Similarly, it can be difficult to predict whether you need a diode, discharge resistors, gate clamp diodes, snubbers or other similar things. But if you're worried about ringing and such issues, leave space for those too and scope it in operation to see if they are necessary.

Things that increase the liklehood you may need them:
1. high frequencies (for the gate drive)
2. high frequencies AND high currents
3. long traces or large loops in your gate drive current circulation path
4. A gate driver capable of large peak currents relative to the gate charge on your MOSFET. For this criteria, your driver is 5A and your MOSFET total gate charge is ~150nC so I wouldn't your MOSFET inherently turns on too fast to cause ringing or EMI without a gate drive resistor.

If you can get away with slamming the transistor on and off as fast as possible, you should since it's more efficient that way. Don't use a gate resistor unless you need to reduce gate driver heating or slow the rise/fall time to alleviate ringing, oscillations, transients, or EMI.

Whether you get problem such as excessive EMI, ringing, oscillations, noise, latch up, etc are not things you can do with paper napkin calculations. You need to either simulate it or physically test it to figure out these things, and even simulation can miss these issues since it depends on trace length, parasitics, and layout which you often don't have or can't measure.

Since there exist applications that can't be testing gradually ramping up power/current/frequency and must be tested full-blast and if they fail, will fail immediately and catastropically, I won't say it's not always more trouble than it's worth to calculate/simulate gate drive resistors to try and predict it ahead of time what you need. Or unless you're super trying to optimize things but

But I think often it is a waste of time since there's lots of variables involved and you often don't have nearly all the information you need to do a helpful simulation. Just leave space for the protective gate drive components you think you need and test.

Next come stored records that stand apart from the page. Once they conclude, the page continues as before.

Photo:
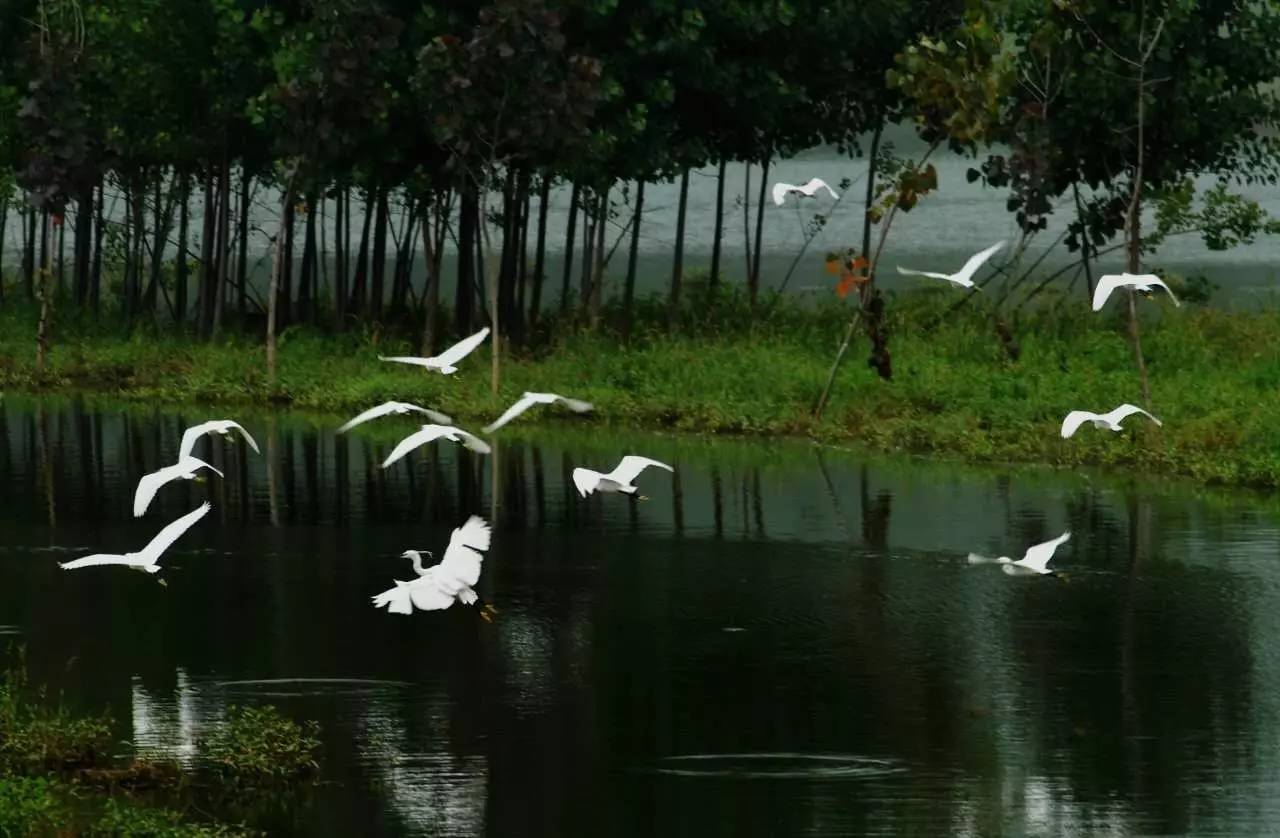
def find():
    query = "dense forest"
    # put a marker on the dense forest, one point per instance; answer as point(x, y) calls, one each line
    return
point(147, 127)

One more thing...your datasheet says MOSFET. Your circuit symbols says IGBT. There is a difference between the two and IGBTs have some gotchas that you may need to provide space/provisions for things like Miller Current/latch up in case you end up needing them (i.e. miller clamp, negative gate drive voltage , etc).

The discharge resistor/diode is probably not needed if you're using a MOSFET. But leave space for it if you're worried or just want to experiment with different rise/fall times. It's the simplest way to deal with Miller Current and Latch-up but that's more of a problem for IGBTs than MOSFETs.